Minecraft’s new moderation features have some players worried

Moderation is essential in any digital space to avoid trolls and miscreants, but some players are worried about Minecraft's approach to it

Minecraft co-op speedrun: A group of Minecraft characters and animals on a mountaintop

Minecraft is a place for players to express themselves in many different ways. You can play using the space as a Dungeons & Dragons map, choose to recreate your favourite games, or just hang out with friends. It’s probably because of this that the new moderation tools have some people worried.

Let’s be clear about this: moderation tools are pretty much essential on the internet because you literally can’t trust people not to be the absolute worst if given the chance. However, they also have to work, and a few Redditors have posted their thoughts on things, and frankly, they’re not impressed at all. Probably the most in-depth post on the matter comes from JewelTK, who put a video up to talk about it from their perspective as someone that hosts a few servers.

The video contains some harsh language, so be aware of that if you’re going to watch it in full, but there’s a warning at the beginning about it. While the specifics of their worries are more nuanced, you can generally break down the issues into two parts. The first is that it’s possible to abuse the system to get people banned who shouldn’t be, specifically in retaliation for being banned from a server. The other is that players have different boundaries for what they think is and isn’t acceptable, and different communities already have their own rules in place. Having everything judged by people who don’t understand could lead to bannings that seem unfair.

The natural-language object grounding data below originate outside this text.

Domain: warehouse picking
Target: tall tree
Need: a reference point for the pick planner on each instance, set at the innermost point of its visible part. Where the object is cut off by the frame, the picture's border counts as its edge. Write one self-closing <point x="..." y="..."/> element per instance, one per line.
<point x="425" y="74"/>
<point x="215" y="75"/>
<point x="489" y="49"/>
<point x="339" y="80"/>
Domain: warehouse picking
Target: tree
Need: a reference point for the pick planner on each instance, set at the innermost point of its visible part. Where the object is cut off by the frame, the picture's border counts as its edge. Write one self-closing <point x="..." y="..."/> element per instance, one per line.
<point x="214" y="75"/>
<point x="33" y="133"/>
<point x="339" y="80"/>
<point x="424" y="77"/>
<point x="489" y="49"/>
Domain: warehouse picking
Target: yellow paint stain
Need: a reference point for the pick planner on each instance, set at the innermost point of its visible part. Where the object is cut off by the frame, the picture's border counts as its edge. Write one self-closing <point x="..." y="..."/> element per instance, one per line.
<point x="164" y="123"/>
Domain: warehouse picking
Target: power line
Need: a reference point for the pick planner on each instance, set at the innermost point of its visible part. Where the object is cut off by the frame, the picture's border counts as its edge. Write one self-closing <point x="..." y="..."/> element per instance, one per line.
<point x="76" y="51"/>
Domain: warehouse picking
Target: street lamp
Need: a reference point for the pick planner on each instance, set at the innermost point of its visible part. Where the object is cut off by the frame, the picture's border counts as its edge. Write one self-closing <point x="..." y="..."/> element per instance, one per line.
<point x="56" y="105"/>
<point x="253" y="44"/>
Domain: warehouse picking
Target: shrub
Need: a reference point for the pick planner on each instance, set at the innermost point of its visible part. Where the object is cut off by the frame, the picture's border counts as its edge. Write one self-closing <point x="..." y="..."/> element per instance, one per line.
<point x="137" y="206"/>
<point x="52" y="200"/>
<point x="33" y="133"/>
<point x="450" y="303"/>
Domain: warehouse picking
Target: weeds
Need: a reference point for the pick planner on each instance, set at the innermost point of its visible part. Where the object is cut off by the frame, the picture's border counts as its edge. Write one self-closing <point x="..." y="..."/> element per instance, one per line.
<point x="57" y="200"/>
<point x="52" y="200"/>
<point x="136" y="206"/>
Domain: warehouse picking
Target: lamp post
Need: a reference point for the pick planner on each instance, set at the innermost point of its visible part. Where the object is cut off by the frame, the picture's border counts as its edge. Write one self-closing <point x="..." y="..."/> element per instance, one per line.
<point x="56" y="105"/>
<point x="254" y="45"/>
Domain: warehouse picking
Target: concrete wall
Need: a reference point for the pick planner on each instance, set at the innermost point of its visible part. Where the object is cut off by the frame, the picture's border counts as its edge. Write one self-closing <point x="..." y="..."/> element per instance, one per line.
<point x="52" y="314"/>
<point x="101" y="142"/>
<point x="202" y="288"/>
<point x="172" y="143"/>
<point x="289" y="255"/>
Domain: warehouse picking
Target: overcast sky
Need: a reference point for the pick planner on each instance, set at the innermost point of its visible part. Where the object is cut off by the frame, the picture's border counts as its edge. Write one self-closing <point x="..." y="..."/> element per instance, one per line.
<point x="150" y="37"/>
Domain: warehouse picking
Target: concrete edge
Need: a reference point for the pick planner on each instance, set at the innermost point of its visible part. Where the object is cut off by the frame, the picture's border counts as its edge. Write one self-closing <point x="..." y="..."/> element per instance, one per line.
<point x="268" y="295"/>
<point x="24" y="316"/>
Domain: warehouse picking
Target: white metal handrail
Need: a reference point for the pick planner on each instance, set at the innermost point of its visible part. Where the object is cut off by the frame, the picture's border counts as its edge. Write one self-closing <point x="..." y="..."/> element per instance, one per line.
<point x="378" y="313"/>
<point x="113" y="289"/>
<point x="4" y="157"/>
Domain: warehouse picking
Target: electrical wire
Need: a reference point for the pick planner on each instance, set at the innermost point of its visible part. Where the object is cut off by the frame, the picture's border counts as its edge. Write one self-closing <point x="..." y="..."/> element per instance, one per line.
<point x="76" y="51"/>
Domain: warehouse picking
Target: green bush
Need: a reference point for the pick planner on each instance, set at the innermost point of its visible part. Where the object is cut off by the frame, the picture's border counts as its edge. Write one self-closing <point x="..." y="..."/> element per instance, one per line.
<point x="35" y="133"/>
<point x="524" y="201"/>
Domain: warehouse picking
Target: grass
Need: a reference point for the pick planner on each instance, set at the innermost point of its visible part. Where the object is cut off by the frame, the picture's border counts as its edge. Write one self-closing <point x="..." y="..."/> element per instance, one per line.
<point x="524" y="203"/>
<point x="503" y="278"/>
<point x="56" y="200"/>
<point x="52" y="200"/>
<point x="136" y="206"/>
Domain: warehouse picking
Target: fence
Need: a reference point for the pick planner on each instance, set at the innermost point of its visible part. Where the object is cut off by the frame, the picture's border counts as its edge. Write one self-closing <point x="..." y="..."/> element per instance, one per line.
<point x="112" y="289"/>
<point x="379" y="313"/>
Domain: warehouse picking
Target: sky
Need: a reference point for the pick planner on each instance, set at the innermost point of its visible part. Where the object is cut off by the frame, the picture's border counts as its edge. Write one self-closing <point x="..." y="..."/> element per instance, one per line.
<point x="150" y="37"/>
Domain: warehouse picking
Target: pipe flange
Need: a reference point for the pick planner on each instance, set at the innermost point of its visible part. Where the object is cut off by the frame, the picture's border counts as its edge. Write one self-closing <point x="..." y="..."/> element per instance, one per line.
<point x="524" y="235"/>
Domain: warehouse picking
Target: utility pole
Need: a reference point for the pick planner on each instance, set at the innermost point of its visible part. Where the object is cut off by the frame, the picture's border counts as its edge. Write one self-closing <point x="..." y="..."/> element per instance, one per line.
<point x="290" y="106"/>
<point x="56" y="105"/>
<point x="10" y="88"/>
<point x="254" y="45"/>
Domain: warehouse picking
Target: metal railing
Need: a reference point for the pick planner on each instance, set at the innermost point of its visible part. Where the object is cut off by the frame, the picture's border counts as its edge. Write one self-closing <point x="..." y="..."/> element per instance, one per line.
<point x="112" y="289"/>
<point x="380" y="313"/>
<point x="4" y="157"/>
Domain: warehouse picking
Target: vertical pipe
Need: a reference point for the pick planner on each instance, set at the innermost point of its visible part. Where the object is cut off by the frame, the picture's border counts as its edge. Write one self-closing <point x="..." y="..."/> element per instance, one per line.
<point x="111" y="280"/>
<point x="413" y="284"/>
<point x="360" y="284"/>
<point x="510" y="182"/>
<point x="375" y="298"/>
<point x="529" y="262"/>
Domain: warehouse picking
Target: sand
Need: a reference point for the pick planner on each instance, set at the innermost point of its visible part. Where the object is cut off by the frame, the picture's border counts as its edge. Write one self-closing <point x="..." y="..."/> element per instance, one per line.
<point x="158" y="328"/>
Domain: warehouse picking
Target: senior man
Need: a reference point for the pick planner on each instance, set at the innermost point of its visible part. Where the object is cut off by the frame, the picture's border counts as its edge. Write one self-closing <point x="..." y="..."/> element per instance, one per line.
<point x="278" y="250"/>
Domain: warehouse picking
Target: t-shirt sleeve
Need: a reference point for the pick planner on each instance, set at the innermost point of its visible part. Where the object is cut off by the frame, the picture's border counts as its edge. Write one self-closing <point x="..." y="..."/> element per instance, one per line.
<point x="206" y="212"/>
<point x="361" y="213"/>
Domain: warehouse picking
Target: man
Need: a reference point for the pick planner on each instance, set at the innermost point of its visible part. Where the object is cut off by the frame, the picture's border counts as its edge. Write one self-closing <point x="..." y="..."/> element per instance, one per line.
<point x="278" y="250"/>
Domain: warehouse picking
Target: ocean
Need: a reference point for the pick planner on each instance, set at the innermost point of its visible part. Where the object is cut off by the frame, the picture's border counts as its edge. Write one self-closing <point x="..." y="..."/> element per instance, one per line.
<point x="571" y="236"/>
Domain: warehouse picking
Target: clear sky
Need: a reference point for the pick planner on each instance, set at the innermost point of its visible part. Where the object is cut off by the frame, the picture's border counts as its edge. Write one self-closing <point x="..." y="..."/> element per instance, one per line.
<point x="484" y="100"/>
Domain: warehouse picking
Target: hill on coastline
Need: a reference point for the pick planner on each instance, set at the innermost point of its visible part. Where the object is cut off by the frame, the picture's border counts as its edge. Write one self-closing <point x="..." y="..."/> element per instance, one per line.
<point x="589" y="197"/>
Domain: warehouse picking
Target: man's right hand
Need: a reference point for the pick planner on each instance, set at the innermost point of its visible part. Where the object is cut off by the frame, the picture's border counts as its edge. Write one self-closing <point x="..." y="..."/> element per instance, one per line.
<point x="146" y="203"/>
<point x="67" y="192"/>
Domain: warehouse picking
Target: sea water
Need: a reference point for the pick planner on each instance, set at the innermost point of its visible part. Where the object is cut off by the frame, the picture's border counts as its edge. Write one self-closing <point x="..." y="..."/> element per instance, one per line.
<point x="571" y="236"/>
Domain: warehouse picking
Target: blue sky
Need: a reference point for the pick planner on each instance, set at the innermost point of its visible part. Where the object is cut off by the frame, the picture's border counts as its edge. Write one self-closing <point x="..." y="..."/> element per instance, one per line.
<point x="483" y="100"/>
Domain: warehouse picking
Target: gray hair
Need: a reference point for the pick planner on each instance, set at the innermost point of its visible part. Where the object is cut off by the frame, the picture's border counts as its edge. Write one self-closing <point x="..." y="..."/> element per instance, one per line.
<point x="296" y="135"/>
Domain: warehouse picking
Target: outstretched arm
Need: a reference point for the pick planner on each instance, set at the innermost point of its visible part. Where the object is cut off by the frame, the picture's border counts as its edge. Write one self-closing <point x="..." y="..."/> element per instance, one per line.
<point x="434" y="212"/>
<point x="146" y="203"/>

Java chat reporting from the perspective of a server host from Minecraft

Redditor Quillka has suggested that these specific reporting tools should be limited to official Microsoft Realms, mostly for the same reasons as above. They argue that “It cannot be expected that the entirety of Minecraft’s player base that consists of those of all ages will conform to being perfectly kid-friendly.” It’s easy to see their point. While profanity filters help children stay safe in global chats, in smaller and more managed communities, groups of adults talking to each other shouldn’t have to worry about swearing. In less well-rounded arguments, there’s also a big old bit of “propaganda” from Popbobsnob, because Minecraft is all about creativity.